Functional programming in Ruby

Can we apply it to our daily-programming in Ruby (which is, indeed, not a functional language)? FP is, in its general sense, a programming style, it may be used in any language. Of course it will be the more natural way on languages specially designed for the paradigm, but to some extend, it can be applied to any language.

This guide does not pretend to promote bizarre code just to adhere to theoretical functional purity.
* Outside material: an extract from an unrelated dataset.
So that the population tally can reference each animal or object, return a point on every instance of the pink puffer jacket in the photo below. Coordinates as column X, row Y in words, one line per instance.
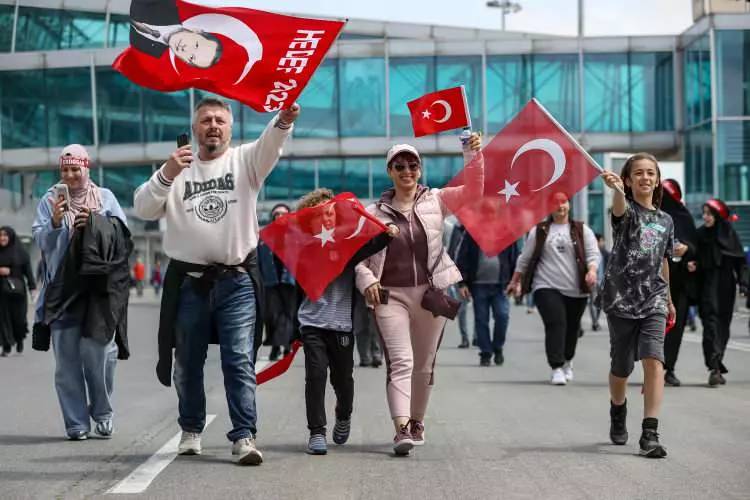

On the contrary, use FP whenever it increases the quality of code.

Don't update variables, create new ones

Don't append to arrays or strings

No:

indexes = [1, 2, 3]
indexes << 4
indexes # [1, 2, 3, 4]

Yes:

indexes = [1, 2, 3]
all_indexes = indexes + [4] # [1, 2, 3, 4]

Don't update hashes

No:

hash = {:a => 1, :b => 2}
hash[:c] = 3
hash

Yes:

hash = {:a => 1, :b => 2}
new_hash = hash.merge(:c => 3) 

Don't use bang methods which modify in-place

No:

string = "hello"
string.gsub!(/l/, 'z')
string # "hezzo"

Yes:

string = "hello"
new_string =  string.gsub(/l/, 'z') # "hezzo"

How to accumulate values

No:

output = []
output << 1
output << 2 if i_have_to_add_two
output << 3

Yes:

output = [
  1,
  (2 if i_have_to_add_two),
  3,
].compact

Don't reuse variables

That's a common pattern we should avoid:

number = gets
number = number.to_i

While here we're not updating number but overriding the old variable, if updating variables is bad (from a FP perspective), so is overriding them. The principle is the same: once you write number = gets, number should have the same value for all the scope. If you want to apply some transformation, just use different names:

number_string = gets
number = number_string.to_i

Remember, as in math, somevar = value, should be a contract between the writer and the future reader: every time somevar is found in the scope, you can substitute it by value.

Blocks as higher-order functions

If a language is to be used functionally we need higher-order functions. That's it, functions can take other functions as parameters, and can also return other functions.

Ruby (along with Smalltalk and some others) is special in this regard, the facility is built-in in the language: blocks. A block is an anonymous piece of code you can pass around and execute at will. Let's see a typical usage of blocks to build functional constructions.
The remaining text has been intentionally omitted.